Directors’ Duties in South Korea

>> Board Requirements in South Korea

Appointment of directors

A joint stock company, or a jusik hoesa, shall have at least three directors if the registered capital is KRW 1 billion or more appointed and there are no specific requirements on board composition. A Limited company, or a yuhan hoesa, shall have at least one director regardless of the amount of the registered capital.

In general, there are no restrictions on who can be appointed as a director under the KCC.

Conflicts of Interest

There are multiple duties relating to conflicts of interest that must be adhered to. Below are a list of some of the duties that should be observed;

Duty to not compete with the Company

No director may, without the approval of the board of directors (excluding the interested director), be involved in a transaction falling under the scope of the business of the company for (i) his/her own account or (ii) the account of a third party where the interest of the company and the director may conflict (e.g., usurping

a corporate opportunity from the company) (Articles 397 and 567 of the KCC). In addition, a director may not become a member with unlimited liability in a partnership or a director of a company which engages in the same kind of business activities without the approval of the board of directors (excluding the interested director).

Duties as to Transactions between Directors and the Company (Self-Dealing)

The approval of more than two-thirds of all directors (excluding the interested director) is required for any transaction between a director and the company for the account of such  director or a third party that may harm the interest of the company (e.g., self-dealing) (Article 398 of the KCC).

Further, Article 398 requires disclosure of material facts of the transactions to the board of directors as well as fairness of ‘substance’ and ‘procedure’ of the transaction.

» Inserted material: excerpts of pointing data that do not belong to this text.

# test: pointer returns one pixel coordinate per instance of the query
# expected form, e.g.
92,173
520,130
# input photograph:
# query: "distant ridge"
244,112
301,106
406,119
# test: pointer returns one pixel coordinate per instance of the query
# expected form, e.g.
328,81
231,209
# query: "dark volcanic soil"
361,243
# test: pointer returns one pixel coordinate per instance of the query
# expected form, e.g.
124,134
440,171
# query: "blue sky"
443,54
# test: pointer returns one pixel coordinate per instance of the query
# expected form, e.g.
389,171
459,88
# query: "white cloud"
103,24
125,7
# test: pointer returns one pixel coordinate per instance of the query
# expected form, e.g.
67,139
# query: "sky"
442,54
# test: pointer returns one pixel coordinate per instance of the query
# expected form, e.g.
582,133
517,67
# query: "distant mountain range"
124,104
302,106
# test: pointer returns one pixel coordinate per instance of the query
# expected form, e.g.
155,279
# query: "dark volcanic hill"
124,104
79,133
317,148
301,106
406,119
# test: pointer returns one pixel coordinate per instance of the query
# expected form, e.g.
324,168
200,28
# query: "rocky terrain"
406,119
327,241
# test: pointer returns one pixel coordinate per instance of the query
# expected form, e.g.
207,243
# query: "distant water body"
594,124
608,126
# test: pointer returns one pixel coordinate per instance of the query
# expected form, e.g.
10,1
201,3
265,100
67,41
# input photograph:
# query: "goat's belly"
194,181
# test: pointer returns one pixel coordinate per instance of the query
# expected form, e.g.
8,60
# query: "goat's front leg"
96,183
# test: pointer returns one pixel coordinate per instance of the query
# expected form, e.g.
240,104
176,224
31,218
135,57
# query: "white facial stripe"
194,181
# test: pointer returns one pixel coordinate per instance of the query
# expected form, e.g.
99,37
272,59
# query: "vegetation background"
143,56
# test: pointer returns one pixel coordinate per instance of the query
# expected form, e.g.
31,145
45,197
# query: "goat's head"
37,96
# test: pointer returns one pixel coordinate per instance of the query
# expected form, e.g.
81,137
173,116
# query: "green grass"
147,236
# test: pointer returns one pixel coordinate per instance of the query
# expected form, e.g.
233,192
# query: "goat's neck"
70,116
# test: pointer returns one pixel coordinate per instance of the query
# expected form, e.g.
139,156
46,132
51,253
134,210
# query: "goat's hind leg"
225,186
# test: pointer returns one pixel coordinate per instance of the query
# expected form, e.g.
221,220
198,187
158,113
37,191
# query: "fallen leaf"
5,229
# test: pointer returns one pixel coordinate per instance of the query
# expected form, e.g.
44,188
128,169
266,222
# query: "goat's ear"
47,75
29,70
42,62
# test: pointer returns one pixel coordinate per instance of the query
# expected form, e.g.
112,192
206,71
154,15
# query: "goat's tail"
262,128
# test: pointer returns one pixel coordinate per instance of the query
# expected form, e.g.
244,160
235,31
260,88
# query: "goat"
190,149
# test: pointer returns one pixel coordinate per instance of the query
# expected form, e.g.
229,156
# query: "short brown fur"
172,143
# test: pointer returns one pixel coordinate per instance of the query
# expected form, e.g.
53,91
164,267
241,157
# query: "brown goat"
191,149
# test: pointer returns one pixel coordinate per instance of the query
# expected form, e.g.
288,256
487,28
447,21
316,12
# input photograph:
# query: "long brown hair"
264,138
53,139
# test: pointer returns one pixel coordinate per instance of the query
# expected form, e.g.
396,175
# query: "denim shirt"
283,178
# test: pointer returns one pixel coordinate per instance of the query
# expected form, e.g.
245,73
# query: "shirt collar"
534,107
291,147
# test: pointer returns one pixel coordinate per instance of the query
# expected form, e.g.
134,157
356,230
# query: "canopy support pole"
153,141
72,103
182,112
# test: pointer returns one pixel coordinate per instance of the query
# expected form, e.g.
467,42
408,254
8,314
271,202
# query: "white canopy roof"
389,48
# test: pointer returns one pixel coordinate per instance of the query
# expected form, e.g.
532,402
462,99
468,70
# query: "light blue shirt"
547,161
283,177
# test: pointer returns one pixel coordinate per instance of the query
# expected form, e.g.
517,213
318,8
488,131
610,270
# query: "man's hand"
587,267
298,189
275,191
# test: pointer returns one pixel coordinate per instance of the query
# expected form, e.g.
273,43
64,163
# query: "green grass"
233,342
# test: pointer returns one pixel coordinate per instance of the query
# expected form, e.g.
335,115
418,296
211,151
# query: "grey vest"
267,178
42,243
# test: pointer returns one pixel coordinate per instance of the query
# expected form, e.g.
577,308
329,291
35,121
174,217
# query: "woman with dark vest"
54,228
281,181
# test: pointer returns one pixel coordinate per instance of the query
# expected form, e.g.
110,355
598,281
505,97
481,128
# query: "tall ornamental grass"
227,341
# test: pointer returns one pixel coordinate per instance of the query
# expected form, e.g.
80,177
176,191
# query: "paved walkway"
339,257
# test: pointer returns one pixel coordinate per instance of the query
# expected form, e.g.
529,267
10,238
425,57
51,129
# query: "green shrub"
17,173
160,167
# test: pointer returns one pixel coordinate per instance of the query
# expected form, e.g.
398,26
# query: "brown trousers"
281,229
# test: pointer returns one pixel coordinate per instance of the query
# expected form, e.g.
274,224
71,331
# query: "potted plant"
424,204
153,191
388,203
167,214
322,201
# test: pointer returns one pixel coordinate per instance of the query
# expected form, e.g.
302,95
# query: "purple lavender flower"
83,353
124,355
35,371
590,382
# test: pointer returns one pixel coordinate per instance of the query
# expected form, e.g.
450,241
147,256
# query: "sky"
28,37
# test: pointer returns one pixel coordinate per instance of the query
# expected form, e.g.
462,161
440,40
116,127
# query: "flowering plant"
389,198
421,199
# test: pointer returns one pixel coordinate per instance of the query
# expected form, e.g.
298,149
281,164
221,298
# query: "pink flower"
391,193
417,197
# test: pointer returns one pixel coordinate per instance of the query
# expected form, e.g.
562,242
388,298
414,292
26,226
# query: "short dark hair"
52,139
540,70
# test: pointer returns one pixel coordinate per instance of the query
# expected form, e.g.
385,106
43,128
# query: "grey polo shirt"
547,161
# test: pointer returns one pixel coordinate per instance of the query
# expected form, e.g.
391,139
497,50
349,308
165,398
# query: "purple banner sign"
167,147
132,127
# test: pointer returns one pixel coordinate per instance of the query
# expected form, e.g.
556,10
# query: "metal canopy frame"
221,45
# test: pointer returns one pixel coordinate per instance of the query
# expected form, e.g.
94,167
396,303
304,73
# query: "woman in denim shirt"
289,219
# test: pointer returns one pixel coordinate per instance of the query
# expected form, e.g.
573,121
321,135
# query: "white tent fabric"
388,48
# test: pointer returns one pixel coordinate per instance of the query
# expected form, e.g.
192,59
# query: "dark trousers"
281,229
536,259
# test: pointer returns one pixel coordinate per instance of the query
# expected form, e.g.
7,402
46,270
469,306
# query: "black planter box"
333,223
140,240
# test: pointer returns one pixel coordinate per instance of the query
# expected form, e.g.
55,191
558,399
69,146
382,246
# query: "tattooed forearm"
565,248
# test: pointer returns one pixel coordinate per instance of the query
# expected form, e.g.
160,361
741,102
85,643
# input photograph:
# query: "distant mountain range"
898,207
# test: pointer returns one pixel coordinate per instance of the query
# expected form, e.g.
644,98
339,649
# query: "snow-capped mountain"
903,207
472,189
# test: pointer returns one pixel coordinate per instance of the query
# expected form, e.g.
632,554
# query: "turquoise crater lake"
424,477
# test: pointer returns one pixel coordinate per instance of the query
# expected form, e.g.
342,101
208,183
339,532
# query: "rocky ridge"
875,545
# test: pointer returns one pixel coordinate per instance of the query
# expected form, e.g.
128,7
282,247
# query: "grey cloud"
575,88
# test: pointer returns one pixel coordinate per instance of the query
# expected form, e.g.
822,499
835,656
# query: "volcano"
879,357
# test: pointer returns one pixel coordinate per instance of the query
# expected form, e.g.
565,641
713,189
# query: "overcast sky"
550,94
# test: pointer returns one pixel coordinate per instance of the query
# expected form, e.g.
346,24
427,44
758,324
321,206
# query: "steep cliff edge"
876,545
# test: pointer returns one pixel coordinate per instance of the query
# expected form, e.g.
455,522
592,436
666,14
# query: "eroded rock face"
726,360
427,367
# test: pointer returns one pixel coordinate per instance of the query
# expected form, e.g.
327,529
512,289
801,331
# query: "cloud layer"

Please note that a director who seeks to enter into a self-dealing with the company must be prevented from exercising his/ her voting right at the board meeting where the approval of the transaction is determined.

Duties not to Usurp Corporate Opportunity

A director is restricted from utilizing or causing third parties to utilize business opportunities by taking advantage of information that he/she has obtained during his/her employment. The same applies for a business opportunity that is closely connected to business of the company, unless approved by more than two-thirds of the members of the board of directors of the company (Article 397-2 of the KCC).